Reference for more available credentials if it does not work for you: [configure credential example](../../configuration.ipynb), [azure-identity reference doc](https://docs.microsoft.com/en-us/python/api/azure-identity/azure.identity?view=azure-python).

In [2]:
try:
    credential = DefaultAzureCredential()
    # Check if given credential can get token successfully.
    credential.get_token("https://management.azure.com/.default")
except Exception as ex:
    # Fall back to InteractiveBrowserCredential in case DefaultAzureCredential not work
    credential = InteractiveBrowserCredential()

DefaultAzureCredential failed to retrieve a token from the included credentials.
Attempted credentials:
	EnvironmentCredential: EnvironmentCredential authentication unavailable. Environment variables are not fully configured.
Visit https://aka.ms/azsdk/python/identity/environmentcredential/troubleshoot to troubleshoot.this issue.
	ManagedIdentityCredential: ManagedIdentityCredential authentication unavailable, no response from the IMDS endpoint.
	SharedTokenCacheCredential: Shared token cache unavailable
	VisualStudioCodeCredential: Azure Active Directory error '(invalid_grant) AADSTS700082: The refresh token has expired due to inactivity. The token was issued on 2022-01-12T00:05:41.8429245Z and was inactive for 90.00:00:00.
Trace ID: 8d7734b2-9e4b-48d0-aaff-1ca162111700
Correlation ID: 7f897184-e9e7-4a85-92b9-c69ddcfb8573
Timestamp: 2022-10-20 00:08:05Z'
Content: {"error":"invalid_grant","error_description":"AADSTS700082: The refresh token has expired due to inactivity. The token was 

## 1.3 Get a handle to the workspace

We use config file to connect to a workspace.
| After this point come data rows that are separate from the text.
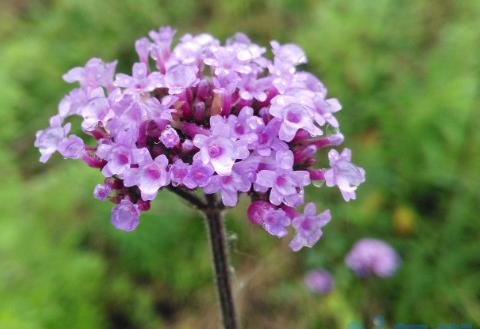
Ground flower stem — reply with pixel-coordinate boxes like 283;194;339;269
205;208;237;329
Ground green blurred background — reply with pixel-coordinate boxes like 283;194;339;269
0;0;480;329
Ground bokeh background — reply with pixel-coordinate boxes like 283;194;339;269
0;0;480;329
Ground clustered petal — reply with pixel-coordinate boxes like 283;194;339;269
35;27;365;251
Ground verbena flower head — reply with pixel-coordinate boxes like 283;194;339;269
304;269;335;294
345;239;400;278
35;27;365;251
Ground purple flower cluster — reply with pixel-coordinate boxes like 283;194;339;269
345;239;400;278
304;269;335;294
35;27;365;251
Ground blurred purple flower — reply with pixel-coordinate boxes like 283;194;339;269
345;239;400;278
304;269;335;294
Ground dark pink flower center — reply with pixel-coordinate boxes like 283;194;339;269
276;175;287;186
145;166;162;180
258;133;268;144
208;144;223;158
287;111;302;123
300;219;312;231
117;153;129;165
235;122;245;135
192;170;206;181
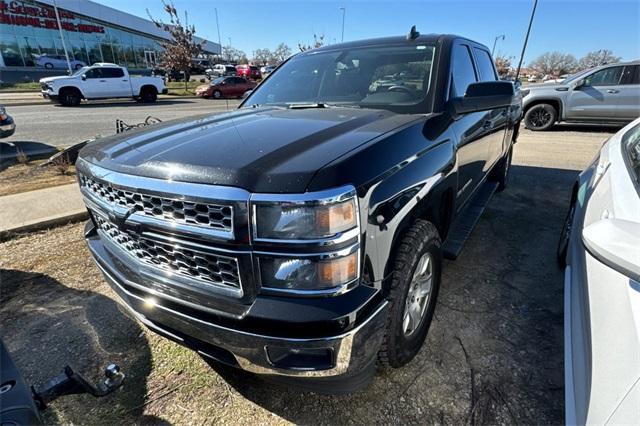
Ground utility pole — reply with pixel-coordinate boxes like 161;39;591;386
491;34;505;57
515;0;538;84
53;0;72;75
340;7;347;43
214;7;222;60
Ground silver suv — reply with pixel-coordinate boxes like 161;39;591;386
522;61;640;130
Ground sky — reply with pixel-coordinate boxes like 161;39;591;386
94;0;640;64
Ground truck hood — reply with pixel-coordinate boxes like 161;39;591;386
39;75;75;83
80;108;422;193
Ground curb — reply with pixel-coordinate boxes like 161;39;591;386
0;209;89;241
0;95;198;108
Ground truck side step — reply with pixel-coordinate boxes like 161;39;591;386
442;181;498;260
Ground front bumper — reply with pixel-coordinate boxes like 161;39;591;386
82;222;389;378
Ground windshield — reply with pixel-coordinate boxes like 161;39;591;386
244;43;435;113
560;68;591;84
71;67;89;77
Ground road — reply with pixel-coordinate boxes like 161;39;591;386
0;126;612;425
2;99;239;147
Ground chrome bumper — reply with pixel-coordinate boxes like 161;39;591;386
89;236;389;377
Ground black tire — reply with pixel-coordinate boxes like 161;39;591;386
556;193;576;268
490;147;513;192
140;87;158;104
524;104;558;131
378;220;442;368
58;89;82;106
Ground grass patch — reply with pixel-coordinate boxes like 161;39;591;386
0;160;76;196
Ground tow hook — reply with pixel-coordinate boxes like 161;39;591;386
31;364;125;410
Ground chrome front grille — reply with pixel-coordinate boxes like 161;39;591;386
93;212;241;289
79;174;233;233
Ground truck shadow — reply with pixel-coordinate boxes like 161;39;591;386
204;162;578;424
0;269;160;424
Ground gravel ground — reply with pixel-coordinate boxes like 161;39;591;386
0;126;613;424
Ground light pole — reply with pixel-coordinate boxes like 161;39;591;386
214;7;222;60
491;34;505;57
340;7;347;43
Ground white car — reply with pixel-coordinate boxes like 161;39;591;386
40;63;167;106
558;118;640;425
36;54;87;70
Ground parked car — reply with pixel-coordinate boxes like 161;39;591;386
236;65;261;80
36;54;87;70
522;61;640;130
196;77;256;99
260;65;276;77
205;64;238;78
189;59;211;74
40;63;167;106
0;105;16;139
558;119;640;425
76;32;521;392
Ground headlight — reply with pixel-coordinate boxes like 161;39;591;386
253;191;358;240
260;251;358;291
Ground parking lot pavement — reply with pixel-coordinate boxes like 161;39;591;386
2;98;239;147
0;127;613;424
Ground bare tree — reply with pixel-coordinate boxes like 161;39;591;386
495;55;511;77
273;43;291;64
253;47;273;65
529;52;578;75
579;49;620;69
298;34;324;52
147;0;205;90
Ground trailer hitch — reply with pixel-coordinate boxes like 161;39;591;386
31;364;124;410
The Azure ML workspace should be configured with computer cluster. [Check this notebook for configure a workspace](../../configuration.ipynb)

In [3]:
# Get a handle to workspace
ml_client = MLClient.from_config(credential=credential)

# Retrieve an already attached Azure Machine Learning Compute.
cluster_name = "cpu-cluster"
print(ml_client.compute.get(cluster_name))

Found the config file in: D:\azureml-examples\config.json
Class RegistryOperations: This is an experimental class, and may change at any time. Please see https://aka.ms/azuremlexperimental for more information.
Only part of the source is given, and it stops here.